Asymptotic normality:

By central limit theorem and delta method, we have that

n^{1 / 2} {({\hat{C R}}_{{t_{j}^{S}}_{j = 0}^{J_{1}}} - {\hat{C R}}_{{t_{j}^{L}}_{j = 0}^{J_{2}}}) - (C R_{{t_{j}^{S}}_{j = 0}^{J_{1}}} - C R_{{t_{j}^{L}}_{j = 0}^{J_{2}}})} \overset{D}{\to} N (0, σ_{R D}^{2}),

n^{1 / 2} {log ({\hat{C R}}_{{t_{j}^{S}}_{j = 0}^{J_{1}}} / {\hat{C R}}_{{t_{j}^{L}}_{j = 0}^{J_{2}}}) - log (C R_{{t_{j}^{S}}_{j = 0}^{J_{1}}} / C R_{{t_{j}^{L}}_{j = 0}^{J_{2}}})} \overset{D}{\to} N (0, σ_{R R}^{2}),

where

σ_{R D}^{2} = σ_{{t_{j}^{S}}_{j = 0}^{J_{1}}}^{2} + σ_{{t_{j}^{L}}_{j = 0}^{J_{2}}}^{2},

σ_{R R}^{2} = \frac{σ_{{t_{j}^{S}}_{j = 0}^{J_{1}}}^{2}}{C R_{{t_{j}^{S}}_{j = 0}^{J_{1}}}} + \frac{σ_{{t_{j}^{L}}_{j = 0}^{J_{2}}}^{2}}{C R_{{t_{j}^{L}}_{j = 0}^{J_{2}}}},

and $σ_{{t_{j}}_{j = 0}^{J}}^{2}$ for a general bin partition using points ${t_{j}}_{j = 0}^{J}$ is the variance of crude rate estimator ${\hat{C R}}_{{t_{j}}_{j = 0}^{J}}$ . By law of large numbers, delta method, and using the plug-in estimator in places of probabilities, this variance can be estimated by

{\hat{σ}}_{{t_{j}}_{j = 0}^{J}}^{2} = {(t_{J} - t_{0})}^{- 2} \cdot n \cdot \sum_{j = 1}^{J} \frac{\sum_{i = 1}^{n} 𝟙 (t_{j - 1} \leq Y_{i} < t_{j}, Δ_{i} = 1) \times \sum_{i = 1}^{n} {𝟙 (Y_{i} \geq t_{j - 1}) - 𝟙 (t_{j - 1} \leq Y_{i} < t_{j}, Δ_{i} = 1)}}{{\sum_{i = 1}^{n} 𝟙 (Y_{i} \geq t_{j - 1})}^{3}} .
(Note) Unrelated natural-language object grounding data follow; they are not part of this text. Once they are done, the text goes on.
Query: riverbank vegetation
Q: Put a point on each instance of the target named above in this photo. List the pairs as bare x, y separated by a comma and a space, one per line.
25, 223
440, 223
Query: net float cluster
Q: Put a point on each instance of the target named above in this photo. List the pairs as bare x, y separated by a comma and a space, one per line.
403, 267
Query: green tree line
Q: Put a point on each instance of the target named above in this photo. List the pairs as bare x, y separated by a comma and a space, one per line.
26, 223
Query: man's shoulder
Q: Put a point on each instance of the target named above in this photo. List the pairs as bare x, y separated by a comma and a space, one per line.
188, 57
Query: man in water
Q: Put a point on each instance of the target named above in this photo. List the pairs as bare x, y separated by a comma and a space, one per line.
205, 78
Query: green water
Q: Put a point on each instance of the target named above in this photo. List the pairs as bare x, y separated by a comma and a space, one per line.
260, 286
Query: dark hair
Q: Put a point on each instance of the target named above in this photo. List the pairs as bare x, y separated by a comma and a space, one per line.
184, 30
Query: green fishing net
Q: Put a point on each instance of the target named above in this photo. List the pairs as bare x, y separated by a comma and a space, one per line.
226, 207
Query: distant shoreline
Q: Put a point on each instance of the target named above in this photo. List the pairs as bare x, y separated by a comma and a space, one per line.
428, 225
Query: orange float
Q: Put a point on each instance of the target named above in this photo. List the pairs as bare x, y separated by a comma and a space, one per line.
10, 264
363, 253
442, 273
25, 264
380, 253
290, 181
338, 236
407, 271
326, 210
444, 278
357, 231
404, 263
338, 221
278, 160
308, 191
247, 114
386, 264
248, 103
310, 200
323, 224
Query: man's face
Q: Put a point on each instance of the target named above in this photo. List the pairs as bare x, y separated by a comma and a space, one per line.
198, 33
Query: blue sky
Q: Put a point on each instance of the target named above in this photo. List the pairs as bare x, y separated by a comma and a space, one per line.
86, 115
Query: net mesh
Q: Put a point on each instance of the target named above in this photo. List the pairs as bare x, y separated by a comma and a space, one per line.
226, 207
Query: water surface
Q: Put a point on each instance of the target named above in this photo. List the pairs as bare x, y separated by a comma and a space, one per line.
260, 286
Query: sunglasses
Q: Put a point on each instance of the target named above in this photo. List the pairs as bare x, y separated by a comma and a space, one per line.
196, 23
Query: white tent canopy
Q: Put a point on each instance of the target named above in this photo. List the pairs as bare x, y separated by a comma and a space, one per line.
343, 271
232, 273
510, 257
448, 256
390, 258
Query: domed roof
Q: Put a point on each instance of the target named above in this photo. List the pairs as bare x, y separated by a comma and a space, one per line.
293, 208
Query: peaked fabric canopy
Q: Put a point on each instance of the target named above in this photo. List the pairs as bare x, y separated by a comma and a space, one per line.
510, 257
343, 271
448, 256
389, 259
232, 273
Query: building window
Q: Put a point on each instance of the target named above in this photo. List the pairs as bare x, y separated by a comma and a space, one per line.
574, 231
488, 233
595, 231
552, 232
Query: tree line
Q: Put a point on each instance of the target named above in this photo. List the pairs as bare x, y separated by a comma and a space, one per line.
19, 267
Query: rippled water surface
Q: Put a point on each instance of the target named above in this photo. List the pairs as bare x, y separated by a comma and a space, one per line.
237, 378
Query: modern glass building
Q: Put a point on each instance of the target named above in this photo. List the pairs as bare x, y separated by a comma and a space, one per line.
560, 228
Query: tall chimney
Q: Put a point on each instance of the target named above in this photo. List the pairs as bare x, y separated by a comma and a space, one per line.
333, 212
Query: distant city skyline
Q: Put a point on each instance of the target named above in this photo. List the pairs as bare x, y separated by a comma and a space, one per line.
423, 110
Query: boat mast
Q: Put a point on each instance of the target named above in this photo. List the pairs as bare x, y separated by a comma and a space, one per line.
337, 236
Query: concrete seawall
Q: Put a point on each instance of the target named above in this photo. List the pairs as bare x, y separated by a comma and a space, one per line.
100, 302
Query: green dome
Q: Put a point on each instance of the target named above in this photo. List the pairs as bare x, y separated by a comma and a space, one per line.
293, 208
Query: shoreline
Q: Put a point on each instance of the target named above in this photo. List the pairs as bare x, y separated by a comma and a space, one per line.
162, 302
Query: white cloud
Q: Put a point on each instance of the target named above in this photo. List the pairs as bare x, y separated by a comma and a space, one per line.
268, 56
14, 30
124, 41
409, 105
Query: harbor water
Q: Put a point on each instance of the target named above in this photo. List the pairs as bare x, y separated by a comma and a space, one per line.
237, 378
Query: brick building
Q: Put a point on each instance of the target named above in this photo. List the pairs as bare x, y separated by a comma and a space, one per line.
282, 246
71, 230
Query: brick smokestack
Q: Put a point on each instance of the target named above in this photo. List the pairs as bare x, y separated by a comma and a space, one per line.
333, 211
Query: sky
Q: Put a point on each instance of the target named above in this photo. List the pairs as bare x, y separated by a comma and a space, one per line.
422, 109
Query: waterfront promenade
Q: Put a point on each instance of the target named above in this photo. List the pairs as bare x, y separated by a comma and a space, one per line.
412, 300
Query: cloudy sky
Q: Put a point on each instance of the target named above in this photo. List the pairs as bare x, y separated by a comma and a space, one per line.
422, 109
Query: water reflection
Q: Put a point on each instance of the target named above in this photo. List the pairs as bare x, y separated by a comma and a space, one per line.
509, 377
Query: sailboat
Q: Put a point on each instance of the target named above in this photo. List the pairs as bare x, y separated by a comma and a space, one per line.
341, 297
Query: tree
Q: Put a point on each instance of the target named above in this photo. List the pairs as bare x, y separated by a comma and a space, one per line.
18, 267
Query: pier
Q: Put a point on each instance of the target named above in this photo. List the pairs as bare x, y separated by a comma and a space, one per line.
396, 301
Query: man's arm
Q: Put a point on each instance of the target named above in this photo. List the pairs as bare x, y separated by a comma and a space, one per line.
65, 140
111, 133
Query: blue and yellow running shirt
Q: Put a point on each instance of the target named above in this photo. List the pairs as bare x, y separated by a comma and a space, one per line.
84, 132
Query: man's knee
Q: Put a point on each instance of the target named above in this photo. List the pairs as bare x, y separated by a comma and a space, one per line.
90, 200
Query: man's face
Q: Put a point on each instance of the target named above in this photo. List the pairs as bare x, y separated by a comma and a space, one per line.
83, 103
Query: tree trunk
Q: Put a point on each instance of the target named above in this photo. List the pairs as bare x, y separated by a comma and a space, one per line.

Therefore, variances of crude rate difference and ratios can be estimated respectively using

{\hat{σ}}_{R D}^{2} = {\hat{σ}}_{{t_{j}^{S}}_{j = 0}^{J_{1}}}^{2} + {\hat{σ}}_{{t_{j}^{L}}_{j = 0}^{J_{2}}}^{2},

{\hat{σ}}_{R R}^{2} = \frac{{\hat{σ}}_{{t_{j}^{S}}_{j = 0}^{J_{1}}}^{2}}{{\hat{C R}}_{{t_{j}^{S}}_{j = 0}^{J_{1}}}} + \frac{{\hat{σ}}_{{t_{j}^{L}}_{j = 0}^{J_{2}}}^{2}}{{\hat{C R}}_{{t_{j}^{L}}_{j = 0}^{J_{2}}}} .

Note that the variances of crude rate difference and log ratio have clean forms because the crude rates over non-overlapping intervals are in fact independent.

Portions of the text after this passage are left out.